UCLA beats USC in voter registration competition — by thousands

FILE: A voter registration sign is seen at a polling station on November 6, 2012 in Richmond, Wisconsin.
FILE: A voter registration sign is seen at a polling station on November 6, 2012 in Richmond, Wisconsin.
Darren Hauck/Getty Images

This fall quarter, the two Southern California universities had something to compete over other than a football game at the Coliseum — USC and UCLA went head-to-head in a competition over political might. They were challenged to collect 17,000 new voter registration applications before the Oct. 24 deadline, and UCLA came out on top with just over 10,000 — while USC collected only 411.  

Yara Hejazi, executive director of the student organization Vote for Our Future at UCLA, helped lead that school's efforts. Vote for Our Future was just one of the six campus groups who formed a coalition, totaling about 130 people, with the common goal of increasing civic engagement and register people vote, he said. 

Hejazi credits the Bruin Walk, the main artery on campus with the highest student traffic, as one of the reasons for the school's success. Students would stand there with clipboards, encouraging people to vote.

“If they didn’t register to vote, we would offer them stickers, and the stickers had the link to our website. So, even if we didn’t get them then, the possibility of getting them later was of course increased,” the fourth-year political science major said.  

This registration cycle, they also had a resource that wasn't available before: access to the campus dorms.
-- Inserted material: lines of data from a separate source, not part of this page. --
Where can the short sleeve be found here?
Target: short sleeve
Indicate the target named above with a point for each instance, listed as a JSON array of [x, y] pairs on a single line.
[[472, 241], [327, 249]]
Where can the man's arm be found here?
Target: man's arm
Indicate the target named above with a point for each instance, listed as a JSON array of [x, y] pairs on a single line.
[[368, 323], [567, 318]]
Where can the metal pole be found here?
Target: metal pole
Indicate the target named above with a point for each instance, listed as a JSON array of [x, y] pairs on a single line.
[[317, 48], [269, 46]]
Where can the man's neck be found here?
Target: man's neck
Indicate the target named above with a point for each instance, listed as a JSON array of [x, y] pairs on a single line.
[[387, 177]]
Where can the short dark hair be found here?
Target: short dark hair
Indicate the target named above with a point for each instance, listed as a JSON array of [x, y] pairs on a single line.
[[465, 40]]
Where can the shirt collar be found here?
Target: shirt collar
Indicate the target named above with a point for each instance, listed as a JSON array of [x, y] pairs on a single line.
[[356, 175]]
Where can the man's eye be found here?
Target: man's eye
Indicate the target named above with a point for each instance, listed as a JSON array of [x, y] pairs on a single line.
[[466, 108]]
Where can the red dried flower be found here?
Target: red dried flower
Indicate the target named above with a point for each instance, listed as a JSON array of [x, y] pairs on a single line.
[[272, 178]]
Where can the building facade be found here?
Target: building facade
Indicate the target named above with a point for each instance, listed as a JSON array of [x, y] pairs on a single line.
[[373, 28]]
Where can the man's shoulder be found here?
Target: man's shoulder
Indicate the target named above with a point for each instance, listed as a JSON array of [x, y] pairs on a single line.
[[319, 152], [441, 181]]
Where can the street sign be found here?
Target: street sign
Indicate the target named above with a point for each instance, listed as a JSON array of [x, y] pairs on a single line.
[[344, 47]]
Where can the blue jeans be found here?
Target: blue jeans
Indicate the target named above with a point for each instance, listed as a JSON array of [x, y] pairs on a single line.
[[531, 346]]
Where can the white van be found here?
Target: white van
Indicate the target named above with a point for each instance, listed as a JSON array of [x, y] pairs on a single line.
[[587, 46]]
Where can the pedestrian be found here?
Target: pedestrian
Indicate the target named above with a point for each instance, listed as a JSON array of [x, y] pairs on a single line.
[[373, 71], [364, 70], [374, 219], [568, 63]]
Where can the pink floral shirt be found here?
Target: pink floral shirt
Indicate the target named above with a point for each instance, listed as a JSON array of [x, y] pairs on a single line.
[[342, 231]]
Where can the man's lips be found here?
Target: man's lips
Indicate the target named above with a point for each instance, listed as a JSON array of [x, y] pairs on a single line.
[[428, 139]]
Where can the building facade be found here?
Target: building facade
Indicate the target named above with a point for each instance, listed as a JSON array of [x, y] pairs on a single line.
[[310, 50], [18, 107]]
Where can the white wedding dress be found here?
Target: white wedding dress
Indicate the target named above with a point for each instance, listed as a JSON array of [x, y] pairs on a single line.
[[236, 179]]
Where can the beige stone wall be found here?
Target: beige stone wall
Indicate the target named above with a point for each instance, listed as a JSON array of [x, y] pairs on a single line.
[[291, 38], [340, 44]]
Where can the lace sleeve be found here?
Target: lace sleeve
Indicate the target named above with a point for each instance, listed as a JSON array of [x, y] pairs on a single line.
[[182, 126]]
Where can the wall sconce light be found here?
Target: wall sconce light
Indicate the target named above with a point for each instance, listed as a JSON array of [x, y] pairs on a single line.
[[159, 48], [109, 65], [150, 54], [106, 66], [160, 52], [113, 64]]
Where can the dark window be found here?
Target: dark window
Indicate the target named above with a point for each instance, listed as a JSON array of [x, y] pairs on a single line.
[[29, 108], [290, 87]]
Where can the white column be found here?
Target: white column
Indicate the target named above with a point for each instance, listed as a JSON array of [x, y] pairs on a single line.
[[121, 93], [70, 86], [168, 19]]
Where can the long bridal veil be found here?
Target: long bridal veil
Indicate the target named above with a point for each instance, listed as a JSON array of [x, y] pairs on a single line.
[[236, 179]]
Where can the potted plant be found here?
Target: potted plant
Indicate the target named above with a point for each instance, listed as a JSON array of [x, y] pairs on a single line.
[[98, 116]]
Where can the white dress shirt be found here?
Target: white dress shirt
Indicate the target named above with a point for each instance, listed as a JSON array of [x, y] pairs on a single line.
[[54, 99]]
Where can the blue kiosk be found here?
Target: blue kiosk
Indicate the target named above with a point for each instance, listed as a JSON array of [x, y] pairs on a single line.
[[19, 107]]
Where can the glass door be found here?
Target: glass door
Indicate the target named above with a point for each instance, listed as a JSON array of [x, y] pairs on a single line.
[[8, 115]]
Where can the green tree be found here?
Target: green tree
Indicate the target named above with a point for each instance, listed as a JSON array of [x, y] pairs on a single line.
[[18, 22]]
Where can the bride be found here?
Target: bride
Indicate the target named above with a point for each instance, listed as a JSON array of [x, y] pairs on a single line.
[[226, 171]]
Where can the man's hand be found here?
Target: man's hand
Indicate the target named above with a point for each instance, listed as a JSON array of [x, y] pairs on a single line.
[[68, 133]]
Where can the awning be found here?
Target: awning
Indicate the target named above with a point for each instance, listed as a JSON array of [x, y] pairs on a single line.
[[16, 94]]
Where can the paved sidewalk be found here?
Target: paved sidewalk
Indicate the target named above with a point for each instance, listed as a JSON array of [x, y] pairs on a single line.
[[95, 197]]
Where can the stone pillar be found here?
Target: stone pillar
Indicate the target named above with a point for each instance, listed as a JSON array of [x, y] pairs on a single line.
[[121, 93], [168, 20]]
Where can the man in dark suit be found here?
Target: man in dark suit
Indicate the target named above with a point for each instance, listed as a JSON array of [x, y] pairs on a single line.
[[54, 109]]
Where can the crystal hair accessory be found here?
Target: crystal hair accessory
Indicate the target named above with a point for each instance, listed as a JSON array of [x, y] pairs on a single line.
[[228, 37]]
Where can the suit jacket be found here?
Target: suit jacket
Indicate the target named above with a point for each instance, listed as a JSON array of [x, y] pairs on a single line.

In collaboration with the UCLA housing department, they were able to go door-to-door to ask residents to register to vote.

The idea came from UC Santa Barbara, which Hejazi said has had the highest voter registration numbers for some time.

“We got a lot of people registered to vote that way because it’s just super convenient. ... It doesn’t really get much more convenient than that, so we had a lot of students who were receptive to that,” he said. 

Both schools fell short of their goal, but Hejazi said he enjoyed invoking the campus rivalries for a good cause. 

“I would much rather have a high goal that we came close to reaching than have one that we were obviously going to hit,” he said. 

As of Oct. 25, Los Angeles had nearly 5.2 million registered voters, according to a statement from the county's Registrar-Recorder's office.